"Kenneth Waegeman" <kenneth.waege...@ugent.be> wrote:
> Currently our file system is down due to down/unrecovered disks. We
> try to start the disks again with mmchdisk, but when we do this, we
> see this error in our mmfs.log:
> ...
> This is a 3-way replicated vdisk, and not one of the recovering disks, but
> this disk is in 'up' state..
First, please open a PMR through your normal support organization, and make it clear in the PMR that the problem is GPFS and GNR (a.k.a. ESS).  Like that, it will be assigned to the correct support group.  Support will request that you upload a snap.
There seems to be a combination of two problems here:
One, a NSD (which is also a GNR vdisk) is down, which is usually caused by an IO error on the vdisk, or by both servers for the recovery group that contains the vdisk being down simultaneously.  Usually, that is easily fixed by running mmchdisk with a start option, but you tried that and it didn't work.  This problem is at the NSD layer (meaning in the GPFS client that accesses the GNR vdisk), not in the GNR layer.
Second, another vdisk has an internal error, caused by read error from the physical disks (which is what "uncorrectable read error" means).  Now, give that you say that this vdisk is 3-way replicated, that probably means that there are multiple problems.  This error is purely in the GNR layer, and the error message you quote "smallRead VIO..." comes from the GNR layer.  Now, an error from one vdisk can't prevent mmchdisk on a different vdisk from working, so these two problems seem unrelated.
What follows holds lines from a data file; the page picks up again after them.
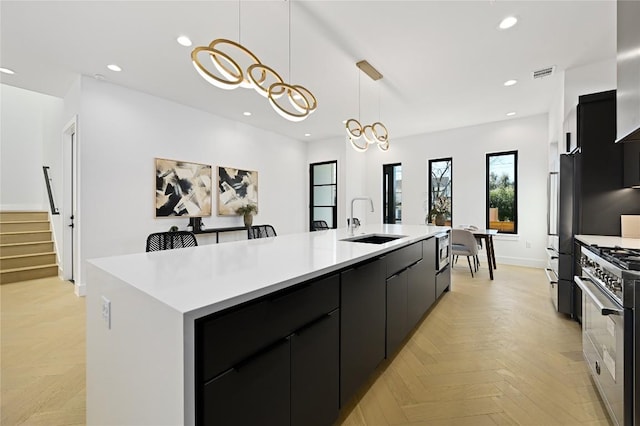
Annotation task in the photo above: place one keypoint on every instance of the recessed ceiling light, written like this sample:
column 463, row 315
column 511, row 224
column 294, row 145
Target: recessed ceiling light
column 508, row 22
column 184, row 41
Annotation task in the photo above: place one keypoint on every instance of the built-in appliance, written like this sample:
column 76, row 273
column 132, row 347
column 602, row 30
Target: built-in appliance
column 442, row 250
column 610, row 284
column 591, row 193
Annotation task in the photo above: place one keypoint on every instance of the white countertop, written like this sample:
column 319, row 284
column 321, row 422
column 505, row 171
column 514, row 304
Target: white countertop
column 215, row 277
column 607, row 241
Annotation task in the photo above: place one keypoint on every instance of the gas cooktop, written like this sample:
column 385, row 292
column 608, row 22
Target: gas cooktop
column 623, row 258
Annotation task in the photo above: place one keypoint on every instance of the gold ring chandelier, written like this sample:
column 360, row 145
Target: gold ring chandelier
column 362, row 136
column 293, row 102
Furthermore, I'm going to bet that the two problems (which at first seem unrelated) must in reality have a common root cause; it would be too weird a coincidence to get two problems that are unrelated at the same time.  To debug this requires looking at way more information than a single line from the mmfs.log file, which is why the support organization needs a complete PMR opened, and then have the usual snap (with logs, dumps, ...) uploaded, so it can see what the cause of the problem is.
Good luck!
Ralph Becker-Szendy
IBM Almaden Research Center - Computer Science -Storage Systems
650 Harry Road, K56-B3, San Jose, CA 95120